Source: Government Technology

The electrification of the heavy-duty trucking and similar transportation sectors continues to evolve, pushed and pulled by public policy, technology cost and partnerships with utilities.

“Infrastructure is the No. 1 barrier to the ZEV [zero-emissions vehicle] transition, especially as you get into medium- and heavy-duty [sectors],” said Andrea Pratt, zero-emission technology program director for Volvo Group North America.

The charging infrastructure can be both expensive and include drawn out development times, further complicating a fleet’s transition to electric vehicles.

“We have contractors that have the capacity to install chargers that’s higher than the ability for utilities to connect up to the grid at that scale,” said Per Lundmark, project manager of the Low Carbon Fuel Standard team at clean-energy consulting firm TRC (formerly GNA), noting the need for additional substations and other infrastructure.

“It takes time for utilities to scale up and support that deployment of those technologies,” said Lundmark. “And I think the takeaway from that is we will see utilities scale up.”

And then, of course, the cost of the vehicles themselves can generate some sticker shock.

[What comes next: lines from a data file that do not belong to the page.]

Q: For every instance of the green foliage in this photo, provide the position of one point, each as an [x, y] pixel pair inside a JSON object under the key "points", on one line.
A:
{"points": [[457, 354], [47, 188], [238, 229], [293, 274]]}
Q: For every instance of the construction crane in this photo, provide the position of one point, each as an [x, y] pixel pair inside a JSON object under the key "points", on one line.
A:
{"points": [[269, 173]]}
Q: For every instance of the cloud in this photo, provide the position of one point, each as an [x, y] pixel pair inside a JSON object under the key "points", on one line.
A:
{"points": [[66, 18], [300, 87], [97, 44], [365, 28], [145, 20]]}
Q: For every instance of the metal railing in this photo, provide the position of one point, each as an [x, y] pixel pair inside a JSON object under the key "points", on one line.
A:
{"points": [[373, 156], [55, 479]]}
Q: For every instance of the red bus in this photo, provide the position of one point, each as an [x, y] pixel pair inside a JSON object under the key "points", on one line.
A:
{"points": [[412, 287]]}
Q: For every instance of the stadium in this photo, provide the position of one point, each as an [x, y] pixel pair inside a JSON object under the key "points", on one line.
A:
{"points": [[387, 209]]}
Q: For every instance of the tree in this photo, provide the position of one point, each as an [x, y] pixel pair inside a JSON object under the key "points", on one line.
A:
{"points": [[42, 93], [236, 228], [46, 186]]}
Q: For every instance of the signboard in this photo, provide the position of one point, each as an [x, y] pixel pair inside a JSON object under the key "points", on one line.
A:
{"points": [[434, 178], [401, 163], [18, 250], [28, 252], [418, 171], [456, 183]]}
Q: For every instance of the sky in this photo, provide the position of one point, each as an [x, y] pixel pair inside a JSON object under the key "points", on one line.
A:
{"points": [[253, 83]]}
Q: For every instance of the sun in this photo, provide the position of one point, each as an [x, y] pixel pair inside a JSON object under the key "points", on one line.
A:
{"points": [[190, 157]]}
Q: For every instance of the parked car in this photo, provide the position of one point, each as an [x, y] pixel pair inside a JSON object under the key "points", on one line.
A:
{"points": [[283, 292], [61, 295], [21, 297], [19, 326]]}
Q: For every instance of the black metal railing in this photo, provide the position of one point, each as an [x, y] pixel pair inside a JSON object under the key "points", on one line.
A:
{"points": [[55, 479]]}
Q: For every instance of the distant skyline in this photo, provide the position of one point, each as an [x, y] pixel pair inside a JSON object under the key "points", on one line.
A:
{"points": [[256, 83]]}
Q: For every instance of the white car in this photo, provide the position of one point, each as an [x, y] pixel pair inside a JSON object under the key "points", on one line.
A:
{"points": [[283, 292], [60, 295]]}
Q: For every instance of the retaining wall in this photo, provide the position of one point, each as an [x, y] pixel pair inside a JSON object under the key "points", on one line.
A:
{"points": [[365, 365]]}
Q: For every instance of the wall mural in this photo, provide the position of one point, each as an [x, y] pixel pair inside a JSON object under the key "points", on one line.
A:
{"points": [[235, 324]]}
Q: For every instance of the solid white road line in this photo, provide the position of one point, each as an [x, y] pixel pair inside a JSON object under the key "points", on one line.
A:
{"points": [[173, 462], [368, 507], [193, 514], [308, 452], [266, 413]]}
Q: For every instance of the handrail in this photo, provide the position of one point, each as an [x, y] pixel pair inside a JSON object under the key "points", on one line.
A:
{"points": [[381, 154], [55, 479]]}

“I think that you’re seeing a commitment across the board to sustainability, and to supporting the transition to ZEVs. But once you get into the business of doing that, you recognize, there’s some significant costs,” said Pratt.

“The reality is these zero-emission trucks — battery-electric trucks specifically — are very expensive; batteries are expensive. We were expecting costs to go down, and we’re not really seeing that quite yet. Although we do anticipate that will happen eventually,” she added.

If fleet operators want to pump the brakes on transitioning to ZEVs, the public policy does not. California has set clear benchmarks for taking internal combustion engine (ICE) trucks off of the state’s highways by 2040. Similar moves are being adopted by other states on the West Coast and in the Northeast.